We conducted IDPlot analysis of OC43 and these related enzootic viruses of livestock (Figure 4A) and identified at least six major recombination breakpoints in the ECoV genome. The largest divergent region (Region 2) is >6 kilobases (Figure 4A). This region encompassing ~20% of the genome exhibits only ~75% nt identity to the reference sequence, just ~81% identity to any known sequence, and occupies a distant phylogenetic position relative to RdRp (Figure 4B-C, S4A, S4C-D). In contrast to previous reports that ECoV clusters closely with RbCoV/HKU14 in this region [51], our analysis reveals that this region of ECoV was acquired via recombination from a viral lineage not documented in GenBank.

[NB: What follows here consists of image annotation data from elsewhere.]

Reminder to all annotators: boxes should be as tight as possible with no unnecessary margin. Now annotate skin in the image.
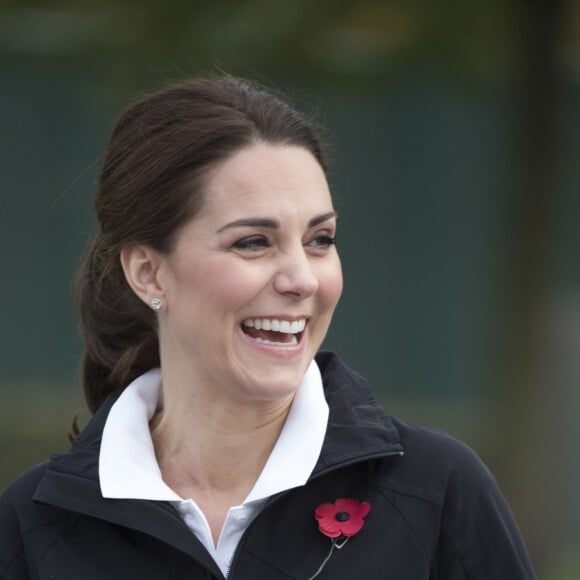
[121,142,342,542]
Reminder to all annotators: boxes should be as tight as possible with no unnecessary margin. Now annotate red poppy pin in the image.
[308,498,371,580]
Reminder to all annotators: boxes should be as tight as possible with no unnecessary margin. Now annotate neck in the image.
[150,372,293,503]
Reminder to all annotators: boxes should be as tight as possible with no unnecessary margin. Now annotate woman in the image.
[0,78,534,580]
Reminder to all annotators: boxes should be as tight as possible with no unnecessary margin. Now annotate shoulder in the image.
[0,463,47,578]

Striking variability in ANI within Region 2 led us to conduct a more detailed analysis. IDPlot did not predict internal Region 2 breakpoints, so we conducted a manual analysis guided by the IDPlot multiple sequence analysis, phylogenetic trees for each proposed sub-region, and BLAST analysis to further dissect differing evolutionary relationships for sub-regions. We found at least six and possibly seven distinct sub-regions (Figure S5). Nucleotide identity to top BLAST hits is highly variable (<70% to >90%), as is identity of the hits themselves, with genetic contribution from RbCoV/HKU14-like viruses, BCoV-like viruses, and distant unsampled lineages (Figure S5). Together, this demonstrates that Region 2 was not acquired via a single recombination event but rather represents a mosaic of known and unknown viral lineages that share an overlapping ecological niche with ancestral ECoV.
Another major recombinant ECoV region, Region 6, includes the entire NS2 and HE genes as well as the majority of the spike gene (Figure 4A, S4A). Within this region on the multiple sequence alignment, we also identified a recombination event encompassing the majority of the PHEV spike gene, though this required re-running IDPlot without ECoV to simplify the analysis (Figure 4A, S4A). Both ECoV Region 6 and the PHEV recombinant region occupy relatively distant nodes on a phylogenetic tree (Figure S4G, J) and exhibit <80% sequence identity to the reference sequence or any sequence in GenBank (Figure S4A), indicating they are derived from independent recombination events. Finally, we identified a third recombinant region, Region 4, in which ECoV exhibited high nucleotide identity with RbCoV/HKU14 (Figure S4A, E), further demonstrating the highly mosaic nature of the ECoV genome.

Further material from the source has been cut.